第3局は行方尚史八段vs藤井聡太四段で10月14日(土)19時からの放送。


<感想>
藤井九段は、居飛車穴熊が猛威を振るい、振り飛車を絶滅の危機に追い込んでいた頃に、藤井システムを編み出して四間飛車で竜王を獲得した振り飛車の救世主。

その著書「四間飛車を指しこなす本」が良書であったことも拍車をかけたのか、2000年頃、将棋倶楽部24では級位の間でも四間飛車だらけだったのを思い出します。

ここ10年くらいの間に将棋を始めた人は想像つかないかもしれませんが、そういう時代がありました。私も四間飛車に悩まされ、「四間飛車を指しこなす本」全3巻を購入したのを覚えてます。

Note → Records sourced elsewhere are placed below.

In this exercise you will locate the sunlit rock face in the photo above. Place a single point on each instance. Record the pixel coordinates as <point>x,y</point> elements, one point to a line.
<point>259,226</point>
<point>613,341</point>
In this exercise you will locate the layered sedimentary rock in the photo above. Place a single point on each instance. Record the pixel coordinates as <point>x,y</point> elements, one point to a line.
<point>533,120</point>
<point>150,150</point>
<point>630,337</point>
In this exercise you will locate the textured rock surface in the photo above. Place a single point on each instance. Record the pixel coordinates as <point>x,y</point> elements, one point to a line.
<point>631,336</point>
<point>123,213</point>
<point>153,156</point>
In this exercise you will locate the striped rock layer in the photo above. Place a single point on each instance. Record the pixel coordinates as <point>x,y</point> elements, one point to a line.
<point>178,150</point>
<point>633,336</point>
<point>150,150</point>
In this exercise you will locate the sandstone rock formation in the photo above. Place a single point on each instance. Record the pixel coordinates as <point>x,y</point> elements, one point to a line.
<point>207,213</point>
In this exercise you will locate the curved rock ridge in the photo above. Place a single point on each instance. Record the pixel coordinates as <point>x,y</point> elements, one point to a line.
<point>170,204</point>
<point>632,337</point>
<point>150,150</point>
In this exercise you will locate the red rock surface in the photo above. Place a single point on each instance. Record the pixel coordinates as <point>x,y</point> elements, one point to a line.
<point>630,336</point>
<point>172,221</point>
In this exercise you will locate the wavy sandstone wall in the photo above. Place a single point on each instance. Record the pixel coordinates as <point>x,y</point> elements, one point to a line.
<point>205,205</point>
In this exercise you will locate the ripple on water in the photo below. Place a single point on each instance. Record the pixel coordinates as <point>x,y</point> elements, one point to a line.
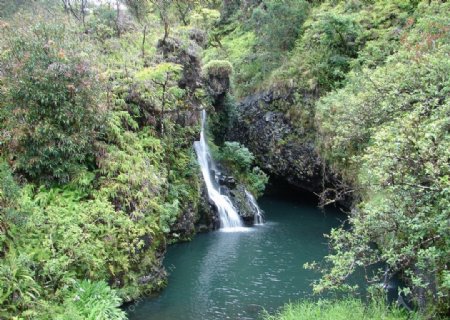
<point>233,274</point>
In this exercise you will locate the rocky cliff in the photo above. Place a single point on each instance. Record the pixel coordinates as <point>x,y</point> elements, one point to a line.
<point>281,149</point>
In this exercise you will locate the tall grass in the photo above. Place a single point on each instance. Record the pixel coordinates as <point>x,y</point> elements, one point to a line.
<point>347,309</point>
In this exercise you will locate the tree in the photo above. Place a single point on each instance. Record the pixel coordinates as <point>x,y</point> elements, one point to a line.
<point>77,8</point>
<point>52,103</point>
<point>163,78</point>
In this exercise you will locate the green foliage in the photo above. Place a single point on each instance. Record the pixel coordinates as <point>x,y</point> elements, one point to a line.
<point>93,301</point>
<point>239,160</point>
<point>216,68</point>
<point>346,309</point>
<point>277,25</point>
<point>121,184</point>
<point>387,131</point>
<point>236,156</point>
<point>52,103</point>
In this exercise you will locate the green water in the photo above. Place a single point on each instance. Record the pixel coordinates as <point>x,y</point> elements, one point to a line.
<point>235,275</point>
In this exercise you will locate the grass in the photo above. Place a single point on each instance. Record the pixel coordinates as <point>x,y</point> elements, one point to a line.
<point>348,309</point>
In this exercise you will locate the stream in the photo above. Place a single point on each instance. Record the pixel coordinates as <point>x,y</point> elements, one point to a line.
<point>235,275</point>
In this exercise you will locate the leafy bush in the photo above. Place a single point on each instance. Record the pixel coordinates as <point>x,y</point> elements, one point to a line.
<point>52,104</point>
<point>222,68</point>
<point>92,301</point>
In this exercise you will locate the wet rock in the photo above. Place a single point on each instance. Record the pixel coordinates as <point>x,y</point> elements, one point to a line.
<point>280,148</point>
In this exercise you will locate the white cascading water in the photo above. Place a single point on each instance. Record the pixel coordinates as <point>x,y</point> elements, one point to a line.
<point>259,218</point>
<point>229,218</point>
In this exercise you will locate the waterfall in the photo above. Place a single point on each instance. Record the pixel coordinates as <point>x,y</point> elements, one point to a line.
<point>229,218</point>
<point>259,218</point>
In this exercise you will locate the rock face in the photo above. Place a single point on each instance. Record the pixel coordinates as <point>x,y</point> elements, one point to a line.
<point>237,194</point>
<point>186,54</point>
<point>280,149</point>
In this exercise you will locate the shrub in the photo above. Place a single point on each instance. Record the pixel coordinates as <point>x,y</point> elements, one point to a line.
<point>51,105</point>
<point>218,68</point>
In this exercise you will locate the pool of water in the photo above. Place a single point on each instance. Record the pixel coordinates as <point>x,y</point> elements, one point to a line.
<point>222,275</point>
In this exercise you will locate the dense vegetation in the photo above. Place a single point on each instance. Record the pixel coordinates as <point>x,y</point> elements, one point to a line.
<point>96,163</point>
<point>99,108</point>
<point>370,83</point>
<point>346,309</point>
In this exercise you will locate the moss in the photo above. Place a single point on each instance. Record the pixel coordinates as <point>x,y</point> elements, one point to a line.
<point>218,68</point>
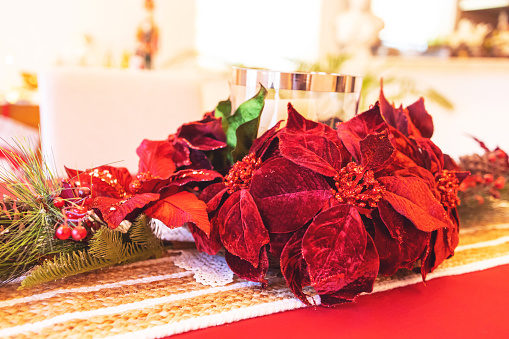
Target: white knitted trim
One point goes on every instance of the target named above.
(441, 272)
(292, 303)
(94, 288)
(215, 319)
(484, 228)
(37, 326)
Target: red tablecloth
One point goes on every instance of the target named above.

当時は、振り飛車と言えば四間飛車で、他のは本当にレアでした。

対する佐々木五段は藤井四段の連勝記録を止めたことで有名。その前から、棋戦の挑戦者争いにその名を連ねていて、将棋ファンの間ではその実力は周知されていたと思います。16歳1ヶ月でのプロ入りは、史上6番目の年少記録。

さて、佐々木五段先手で始まった本局、後手の藤井九段が選んだ戦型は四間飛車藤井システム。

先手番でも後手番でも藤井システムをやるつもりだったらしく、ファンが観たいものを選ぶところが、本当にプロだと思います。

対する佐々木五段は右銀を斜め棒銀の形で繰り出し、▲2四歩の突き捨てから33手▲2三歩と垂らした新手が本局最大のポイント。

実戦でその手を初めて指されたという藤井九段は、その対応に時間を削られ、流れは徐々に佐々木五段のペースになりました。

その後、急戦調の将棋から第二次駒組みが始まる将棋になりましたが、中盤以降は形勢も残り時間も佐々木五段が有利に進めていたと思います。

その状況で、藤井九段がひねり出してきた62手△4四桂は、ひと目では大盤解説のプロも狙い筋がわからなかった勝負手。善悪はともかく、その発想は絶賛されていました。

しかし、厳しく正確に対応し、優勢になっていく佐々木五段。

藤井九段がガジガジ流で豪快に攻め込むも、佐々木五段は攻め合いを選択し、藤井九段が76手△4八馬と飛車金両取りの形を作るも、大盤解説は佐々木五段勝勢ムード。

以降は大盤解説の通りに指し手が進み、83手▲4二金打を見た藤井九段が勝ち筋なしと判断して対局終了。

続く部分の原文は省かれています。